Le fait d’avoir un contrat avec la Ville de Sherbrooke n’est pas un motif pour se voir retirer ses droits de citoyens. Prenons-moi par exemple, j’ai une firme de communication sous l’égide de la loi des compagnies qui œuvre sous la raison sociale du Cabinet de relations publiques et de communication Nadeau Bellavance. Cette entreprise est une personne morale authentique qui a des droits prévus dans les Lois du Québec et du Canada. Cette entreprise, cette personne morale n’a pas d’opinion sur aucun sujet, mais des clients et des obligations. Parmi ses obligations, elle doit loyauté à ses clients. C’est donc dire que si mon entreprise a un contrat avec un client dans un dossier donné, les représentants et les porte-parole de celle-ci ne peuvent critiquer ou commenter publiquement les décisions ou les attitudes d’un client.
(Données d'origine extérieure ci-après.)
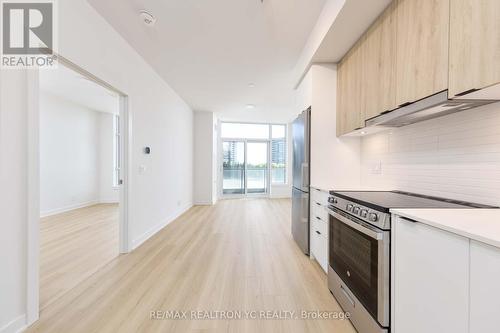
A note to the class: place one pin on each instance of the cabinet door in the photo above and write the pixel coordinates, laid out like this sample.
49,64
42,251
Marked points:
484,288
474,45
378,60
349,82
430,279
422,48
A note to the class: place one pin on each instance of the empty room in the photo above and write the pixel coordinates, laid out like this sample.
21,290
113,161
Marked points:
79,180
241,166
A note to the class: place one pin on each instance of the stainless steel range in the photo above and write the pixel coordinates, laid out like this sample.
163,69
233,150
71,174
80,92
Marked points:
359,251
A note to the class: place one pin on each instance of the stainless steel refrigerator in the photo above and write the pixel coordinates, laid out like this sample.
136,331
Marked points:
301,129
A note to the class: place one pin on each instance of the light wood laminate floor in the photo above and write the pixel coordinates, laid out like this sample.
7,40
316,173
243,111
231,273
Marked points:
237,255
73,246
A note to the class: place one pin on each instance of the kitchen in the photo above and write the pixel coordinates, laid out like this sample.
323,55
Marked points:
405,220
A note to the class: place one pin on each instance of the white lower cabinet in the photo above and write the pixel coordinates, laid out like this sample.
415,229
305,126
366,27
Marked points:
430,279
484,288
319,227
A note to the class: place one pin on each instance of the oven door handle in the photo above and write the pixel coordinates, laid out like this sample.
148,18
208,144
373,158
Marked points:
365,229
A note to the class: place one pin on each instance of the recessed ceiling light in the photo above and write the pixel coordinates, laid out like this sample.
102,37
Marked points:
147,18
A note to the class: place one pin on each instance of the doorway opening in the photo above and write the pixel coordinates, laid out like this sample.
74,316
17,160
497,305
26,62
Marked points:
82,199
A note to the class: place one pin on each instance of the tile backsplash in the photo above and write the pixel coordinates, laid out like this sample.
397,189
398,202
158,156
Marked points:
455,156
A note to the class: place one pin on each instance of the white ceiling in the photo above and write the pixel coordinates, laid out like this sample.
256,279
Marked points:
210,51
72,86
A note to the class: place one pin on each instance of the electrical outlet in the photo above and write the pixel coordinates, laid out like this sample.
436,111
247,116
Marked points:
376,168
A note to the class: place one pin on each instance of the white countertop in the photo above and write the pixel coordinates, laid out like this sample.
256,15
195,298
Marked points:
482,225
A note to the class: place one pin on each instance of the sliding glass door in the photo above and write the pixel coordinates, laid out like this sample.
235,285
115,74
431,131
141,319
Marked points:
245,167
257,166
233,167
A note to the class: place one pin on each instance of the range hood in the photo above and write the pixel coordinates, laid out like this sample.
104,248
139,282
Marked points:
434,106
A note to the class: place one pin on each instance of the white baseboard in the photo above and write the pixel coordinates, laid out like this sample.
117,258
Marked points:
203,203
148,234
16,325
68,208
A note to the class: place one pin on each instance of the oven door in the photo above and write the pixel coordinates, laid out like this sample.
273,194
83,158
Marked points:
359,254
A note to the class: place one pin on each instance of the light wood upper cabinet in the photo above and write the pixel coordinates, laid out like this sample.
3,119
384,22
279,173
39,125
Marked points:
378,52
422,48
474,45
349,83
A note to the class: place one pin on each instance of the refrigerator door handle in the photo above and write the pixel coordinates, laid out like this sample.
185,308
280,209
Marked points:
305,175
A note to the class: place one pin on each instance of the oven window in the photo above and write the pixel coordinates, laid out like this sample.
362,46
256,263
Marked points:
354,257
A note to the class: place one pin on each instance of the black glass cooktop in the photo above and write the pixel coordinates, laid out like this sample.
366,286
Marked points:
385,200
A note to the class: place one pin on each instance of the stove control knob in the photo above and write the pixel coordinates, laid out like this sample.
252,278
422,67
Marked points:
333,200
C’est sur ce principe clair que j’avais dénoncé les propos tenus par l’officier de son entreprise Pierre Harvey dans le dossier de l’aéroport.

Par contre, dans le dossier du Cotsco, Pierre Harvey a tout à fait le droit de se prononcer comme citoyen même si par ailleurs sa firme a un contrat avec la Ville de Sherbrooke. À ce que je sache, monsieur Harvey est toujours citoyen de Sherbrooke et à ce titre il a pleinement le droit de s’exprimer comme n’importe quel citoyen de cette ville. À titre de membre de la Chambre de commerce de Sherbrooke, il défendait la même position, oui pour le Costco au Plateau, mais par des mots plus colorés et dans une langue châtiée.

Dans ce contexte, je suis en total désaccord avec les propos tenus par certains membres du conseil municipal affirmant que la firme de monsieur Harvey ne devrait pas avoir de contrats avec la Ville de Sherbrooke s’il s’avise de commenter ou de critiquer une position de la ville. Ces conseillers proposent ni plus ni moins de suspendre la liberté d’expression de certains citoyens sous le prétexte qu’ils ont des contrats avec la Ville de Sherbrooke. On exagère, je crois. Ce qui pour autant ne signifie pas que je cautionne les propos tant sur le fond que sur le style de monsieur Harvey. Personnellement, j’ai écrit et affirmé que la relocalisation du Costco faisait la preuve d’une incohérence crasse du conseil municipal par rapport aux orientations antérieures de ce même conseil. J’ai opiné que c’était une mauvaise décision présentée sous de faux arguments (la baisse du prix de l’essence), mais je n’ai insulté personne. La politique c’est l’art de débattre de ses idées et d’accepter la critique. Si des membres du conseil actuel trouve cela trop difficile l’exercice de la démocratie, ils n’ont qu’à rester chez eux. Ils nous manqueront, mais d’autres sauront les remplacer. Le maire Sévigny serait bien avisé de ne pas cautionner de telles attaques à la liberté d’expression de citoyens de Sherbrooke qu’il soit courtois ou non. On est dans une question de principe pas dans une affaire personnelle…

Une réponse à L’affaire Harvey

  1. Pierre Harvey dit :

    Daniel, je n’avais jamais lu ça avant ce soir. Très bien écrit, c’est vraiment très bien fait!